Many slums disappear from Delhi ahead of G20 summit

RECLAMATION, NOT BEAUTIFICATION

At least 49 demolition drives were conducted in New Delhi between Apr 1 and Jul 27, with nearly 230 acres of government land being reclaimed, Kaushal Kishore, the junior minister for housing and urban affairs, said in parliament in July.

“No house has been demolished to beautify the city for the G20 summit,” he said.

The demolition of the Janta Camp shanties came as a rude shock for Mohammed Shameem, another resident, who said he thought the “big people” attending the G20 summit would “give something to the poor”.

“The opposite is happening here. Big people will come, sit on our graves and eat,” he said.

For Kumar, who works as a clerk in a Pragati Maidan office, the demolition of his home and the eviction of his family had larger connotations.

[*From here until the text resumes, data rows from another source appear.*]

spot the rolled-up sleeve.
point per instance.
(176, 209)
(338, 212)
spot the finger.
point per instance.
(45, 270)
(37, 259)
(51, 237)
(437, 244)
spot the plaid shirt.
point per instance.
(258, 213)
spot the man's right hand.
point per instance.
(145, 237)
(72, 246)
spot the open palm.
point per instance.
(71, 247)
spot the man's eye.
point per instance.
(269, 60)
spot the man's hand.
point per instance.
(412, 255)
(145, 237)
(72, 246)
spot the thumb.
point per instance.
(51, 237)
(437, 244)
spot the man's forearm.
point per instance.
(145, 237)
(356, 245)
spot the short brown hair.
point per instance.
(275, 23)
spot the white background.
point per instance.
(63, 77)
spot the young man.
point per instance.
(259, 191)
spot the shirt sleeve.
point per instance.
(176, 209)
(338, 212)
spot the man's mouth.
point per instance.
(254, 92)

“If we relocate from here, my children’s education will also suffer. Here they are able to study because the school is nearby,” he said.

Two of Kumar’s children – five-year-old Srishti and 10-year-old Eshant – attend a government school in the area. His younger daughter, Anokhee, is nine months old.

The family, which also includes Khushboo Devi’s father, had been residing in their shanty for 13 years until they were asked to vacate the land “because the area had to be cleaned”.

“If they have to clean, that does not mean they will remove the poor. If the poor are looking so bad, they can make something nice, put a curtain or a sheet so that the poor are not visible,” Devi told Reuters.

As the bulldozers departed after reducing their homes to rubble, Kumar and his wife began organising their belongings, which lay strewn by the side of the road.

Afterwards, they piled these into a three-wheeler which transported them to their new accommodation – a single room located 10km away, for which they paid a monthly rent of 2,500 rupees (US$30.21).

Their daughter, meanwhile, carefully lifted a peach-coloured dress that had been thrown to the ground, along with everything else that her parents owned, and dusted it off.

Two months later, in August, the family returned to a part of the Janta Camp area that had been spared by the bulldozers, paying a higher rent of 3,500 rupees for a room.

“It was difficult for my children to go to school every day from the place we were staying in earlier. I want them to study and do well, we returned for their sake,” Kumar said.